A origem italiana e o excesso de sol na adolescência vêm me presenteando ao longo dos anos com manchas no rosto. Sou de uma época em que protetor solar e informação sobre câncer de pele não eram comuns. Ao contrário, sol e piscina eram minha rotina na cidade pequena e quase sem opções de lazer, e o bronzeamento era símbolo de saúde e sensualidade. Até que a pele resistiu bem aos produtos mais do que suspeitos espalhados pelo corpo e rosto expostos ao sol. Hoje, a cada repreensão da dermatologista respondo com um sorriso, não arrependido, de quem passava tardes inteiras regadas a coca cola em piscinas, à toa, na companhia de muitos amigos. Memórias que compensam o preço de agora dispensar muito cuidado com novas marcas como essas. Não quero outras, mas essas me são muito caras.
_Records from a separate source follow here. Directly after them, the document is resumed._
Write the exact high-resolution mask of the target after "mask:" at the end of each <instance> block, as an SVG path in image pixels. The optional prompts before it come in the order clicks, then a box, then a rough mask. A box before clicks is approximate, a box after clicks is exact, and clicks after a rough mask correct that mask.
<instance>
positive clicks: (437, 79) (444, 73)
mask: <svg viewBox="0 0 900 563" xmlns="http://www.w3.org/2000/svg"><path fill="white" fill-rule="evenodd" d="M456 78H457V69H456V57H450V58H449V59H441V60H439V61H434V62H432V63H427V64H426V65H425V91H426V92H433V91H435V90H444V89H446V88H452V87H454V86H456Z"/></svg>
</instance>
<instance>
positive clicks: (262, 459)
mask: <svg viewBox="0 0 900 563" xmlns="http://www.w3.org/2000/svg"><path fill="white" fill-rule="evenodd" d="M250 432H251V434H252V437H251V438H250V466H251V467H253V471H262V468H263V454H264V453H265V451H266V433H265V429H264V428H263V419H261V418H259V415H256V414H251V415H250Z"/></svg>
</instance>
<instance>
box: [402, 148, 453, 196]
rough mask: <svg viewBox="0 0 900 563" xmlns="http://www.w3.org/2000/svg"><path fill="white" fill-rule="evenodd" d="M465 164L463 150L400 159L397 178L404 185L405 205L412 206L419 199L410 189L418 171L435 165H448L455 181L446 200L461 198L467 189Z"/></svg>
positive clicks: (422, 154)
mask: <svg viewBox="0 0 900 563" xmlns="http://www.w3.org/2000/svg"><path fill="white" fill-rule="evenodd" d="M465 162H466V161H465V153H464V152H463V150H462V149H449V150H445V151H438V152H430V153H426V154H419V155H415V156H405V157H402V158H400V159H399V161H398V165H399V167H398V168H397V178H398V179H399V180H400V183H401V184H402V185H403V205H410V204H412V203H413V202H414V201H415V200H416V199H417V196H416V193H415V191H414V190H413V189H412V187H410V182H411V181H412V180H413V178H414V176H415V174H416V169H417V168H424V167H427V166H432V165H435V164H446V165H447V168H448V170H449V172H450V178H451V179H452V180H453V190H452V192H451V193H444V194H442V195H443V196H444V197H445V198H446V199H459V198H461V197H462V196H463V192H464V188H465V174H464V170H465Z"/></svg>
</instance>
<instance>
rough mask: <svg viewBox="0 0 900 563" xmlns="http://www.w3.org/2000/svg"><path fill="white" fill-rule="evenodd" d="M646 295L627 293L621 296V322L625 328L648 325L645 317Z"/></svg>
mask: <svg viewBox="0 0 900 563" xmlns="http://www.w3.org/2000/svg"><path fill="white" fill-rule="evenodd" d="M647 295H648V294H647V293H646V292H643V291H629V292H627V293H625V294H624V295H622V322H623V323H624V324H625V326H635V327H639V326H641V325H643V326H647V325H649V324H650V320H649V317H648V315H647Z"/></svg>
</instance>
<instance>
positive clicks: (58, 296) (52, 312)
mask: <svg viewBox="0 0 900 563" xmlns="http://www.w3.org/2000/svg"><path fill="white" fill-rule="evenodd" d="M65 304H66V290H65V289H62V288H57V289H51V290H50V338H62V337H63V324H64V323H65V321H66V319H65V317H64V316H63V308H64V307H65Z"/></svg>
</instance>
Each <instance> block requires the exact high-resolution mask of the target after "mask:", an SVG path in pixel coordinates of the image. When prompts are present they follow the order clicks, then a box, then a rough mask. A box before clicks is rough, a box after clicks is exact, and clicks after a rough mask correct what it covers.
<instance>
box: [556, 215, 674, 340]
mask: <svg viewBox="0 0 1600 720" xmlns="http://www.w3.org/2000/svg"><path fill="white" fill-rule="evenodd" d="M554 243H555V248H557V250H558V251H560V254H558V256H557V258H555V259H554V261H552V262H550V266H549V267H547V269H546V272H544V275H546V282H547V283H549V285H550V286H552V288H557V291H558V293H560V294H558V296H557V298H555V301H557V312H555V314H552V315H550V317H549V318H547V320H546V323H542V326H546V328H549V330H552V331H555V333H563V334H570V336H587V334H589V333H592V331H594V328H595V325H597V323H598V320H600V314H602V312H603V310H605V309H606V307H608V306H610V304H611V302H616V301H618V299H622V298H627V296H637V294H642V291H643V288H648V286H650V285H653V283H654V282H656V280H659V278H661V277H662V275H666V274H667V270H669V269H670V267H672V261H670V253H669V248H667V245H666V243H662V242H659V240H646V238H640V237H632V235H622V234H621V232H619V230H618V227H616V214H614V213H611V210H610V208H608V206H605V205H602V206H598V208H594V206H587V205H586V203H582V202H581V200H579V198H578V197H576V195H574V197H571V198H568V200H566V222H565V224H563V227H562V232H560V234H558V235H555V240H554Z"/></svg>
Outras marcas na face, como as que rodeiam minha boca, contam qual é o lado preferido enquanto durmo, o quão pouco eu sorrio, como é meu semblante em repouso, entre outros hábitos.

E há as marcas invisíveis do meu rosto. Não consigo defini-las, mas são elas que, como num passe de mágica, me deixam parecida com minha mãe, e assim me vejo quando me olho no espelho. Eu, que sempre fui a filha que puxou ao pai e não à mãe, encontro minha mãe em meu rosto. O rosto de meu pai se transformando no de minha mãe, conforme o tempo passa e vai me deixando cada vez mais próxima deles. É fantástico!

Minhas histórias seguem rosto abaixo. O pescoço, ah o pescoço, não me deixa esquecer minha mãe. Magra e muito elegante, durante toda sua vida ela moldou seu guarda-roupa para esconder ou disfarçar o que não gostava em seu pescoço. Golas altas e lenços marcavam seu figurino, do mais informal aos de festa. E como ela foi em bailes e festas! Comparados ao pescoço, só mesmo seus pés, que sofreram por décadas devido a dois grandes joanetes. Esses, ela pode extrair, mas o pescoço a descontentou até o final da vida. E o deixou de herança para mim. Não posso dizer que agradeço, mas confesso que me agrada ter algo tão dela comigo. Felizmente não preciso dos joanetes para me aproximar dela!

Por último, os joelhos. Uma vida inteira de atividades físicas variadas, algumas descuidadas, outras exageradas, e muitas corridas depois, meus joelhos reclamam. Eu poderia dizer que assim o é por causa da minha mãe, mas isso seria contar a história pela metade. Minha mãe tinha, sim, artrose, aliás, nada demais para quem viveu 99 anos. Mas minha mãe tinha joelhos especiais. Ajoelhou-se diariamente por mais de 60 anos para rezar o terço, e tinha dois calos enormes nos joelhos. Calos de fé, de devoção, que não podem ter sido ignorados quando ela chegou no seu destino final. A artrose eu compartilho com ela, mas seus calos não podem ser herdados. Essa marca é dela e só dela.

Quando vejo as pessoas ansiosas ou felizes por eliminarem as marcas que vêm com a idade, não posso deixar de lamentar a perda das memórias que elas poderiam manter. Quando vejo rostos marcados pelo tempo, fico imaginando as histórias que podem ser contadas a partir dessas marcas.

Quem quiser saber sobre mim, olhe minhas marcas e pode me perguntar suas histórias. Será uma oportunidade para que eu me apresente de verdade a você. Elas não me deixarão mentir.